Why are people so afraid of being seen or noticed? We may claim to be individuals but actually most of the time we hide away from real individuality. We love to talk about our rights and yet many do not express their right to freedom of expression. Instead we assume identity based on products we purchase from the marketplace. As a friend recently pointed out, people often send in the most innocuous letters to Shillong Times and desperately urge that their names and address be withheld. I can understand this if you are an informant, supplying sensitive information, and you’re trying to avoid the detection of powerful people but writing about a burst pipe or growing crime rate hardly justifies the need for anonymity! It is quite hilarious but also sad.

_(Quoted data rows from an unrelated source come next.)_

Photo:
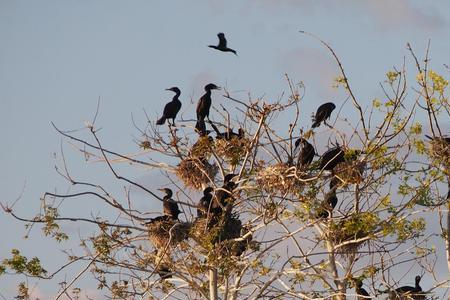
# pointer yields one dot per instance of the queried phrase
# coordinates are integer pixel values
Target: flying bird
(205, 202)
(204, 104)
(222, 46)
(323, 113)
(172, 108)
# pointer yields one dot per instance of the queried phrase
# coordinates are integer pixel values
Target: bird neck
(175, 98)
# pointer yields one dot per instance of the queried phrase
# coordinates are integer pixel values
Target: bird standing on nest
(323, 113)
(360, 291)
(222, 46)
(409, 292)
(172, 108)
(204, 104)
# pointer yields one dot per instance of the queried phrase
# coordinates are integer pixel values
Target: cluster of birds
(216, 203)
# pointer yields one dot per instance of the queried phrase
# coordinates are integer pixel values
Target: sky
(57, 58)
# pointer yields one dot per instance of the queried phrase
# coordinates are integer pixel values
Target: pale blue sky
(57, 57)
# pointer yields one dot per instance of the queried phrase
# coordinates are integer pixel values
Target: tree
(276, 232)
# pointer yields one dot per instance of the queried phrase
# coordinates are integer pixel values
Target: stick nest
(279, 178)
(194, 172)
(350, 172)
(440, 152)
(232, 150)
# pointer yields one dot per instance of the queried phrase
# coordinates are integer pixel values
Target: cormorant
(360, 291)
(172, 108)
(332, 158)
(170, 207)
(409, 290)
(205, 202)
(328, 204)
(222, 44)
(229, 134)
(204, 104)
(323, 113)
(306, 152)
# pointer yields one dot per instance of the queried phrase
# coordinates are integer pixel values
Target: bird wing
(222, 40)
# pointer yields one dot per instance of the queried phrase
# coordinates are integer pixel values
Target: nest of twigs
(167, 232)
(202, 149)
(194, 172)
(440, 152)
(232, 150)
(350, 172)
(279, 178)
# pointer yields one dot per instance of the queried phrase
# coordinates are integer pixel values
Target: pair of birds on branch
(172, 108)
(403, 292)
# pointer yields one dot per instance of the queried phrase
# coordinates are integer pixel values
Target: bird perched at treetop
(172, 108)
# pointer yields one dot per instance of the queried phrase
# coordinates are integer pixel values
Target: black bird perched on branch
(172, 108)
(204, 104)
(307, 152)
(222, 194)
(170, 207)
(328, 204)
(332, 158)
(205, 202)
(360, 291)
(222, 44)
(414, 292)
(444, 139)
(323, 113)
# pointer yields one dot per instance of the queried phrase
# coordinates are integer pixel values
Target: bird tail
(161, 121)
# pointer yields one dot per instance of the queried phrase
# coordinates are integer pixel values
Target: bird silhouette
(323, 113)
(443, 139)
(412, 292)
(222, 46)
(360, 291)
(172, 108)
(204, 104)
(307, 152)
(204, 204)
(170, 207)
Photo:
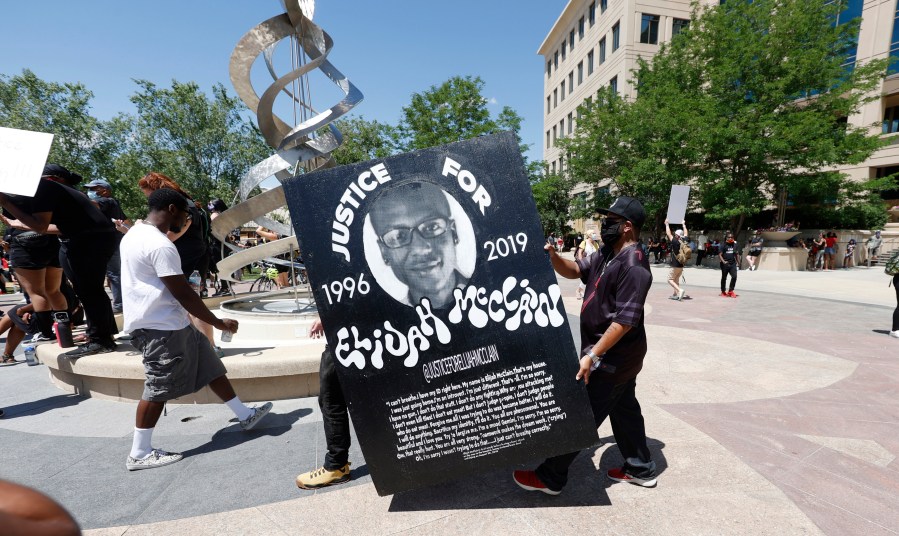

In spite of better judgement, I am not afraid of the CM of Meghalaya or Paul Lyngdoh; neither am I afraid of Metbah Lyngdoh,  Ampareen Lyngdoh nor any other MLA/MDC. I might be a little afraid of their bodyguards, for sure, but when it comes to these personas themselves, I don’t really feel any need to be reverential or fawning. When people stand for them, I sit down; when everyone rushes to shake their hands, I take the opportunity to rush to the toilet. I am tired of the fake respect that we heap on these government officials. I thought the days of the Raj were over! To paraphrase the hysterical George Carlin, they are public servants, the people pay them; they should be serving us glasses of water when we come through the door.

Dear god, how we suffer them! We, the people of Meghalaya and India, deserve a break from these boring empty vessels. Why do these MLAs feel the need to ruminate openly while addressing audiences? I don’t get it. Dear public servants, the audience is bored, please stop pretending to be Derrida and let us go home in peace. No one wants to waste one hour of their lives listening to your few thoughts and bad attempts at poetry.

But the main culprit that helps keep up this charade is the public itself. We have decided to worship these representatives simply because they are representatives! They might be useless and brainless, have no talent for administration but we don’t know anything better so we lie to ourselves about their real worth. You need to start being disrespectful to the corrupt. People, especially the young ones, have to stop being passive and start being more aggressive with government. I don’t mean that we must all agitate like pressure groups do but we need to start meeting our MLAs more regularly so that we can tell them what we need, what must be done. Not the other way around. People’s actual opinions are seldom considered when plans are drawn up. The lack of it is quite shocking. One of the main reasons for this must surely be because of the not-so-secret misanthropy, the fatalism of the bureaucracy/technocracy. Many of these types of public servants are divorced from the public. They don’t walk with the people, don’t buy their own groceries from Iewduh, don’t know what is happening in their shnongs but we, strangely enough, entrust planning to these people. I ask you then if these people have no faith in us, why should we have faith in them?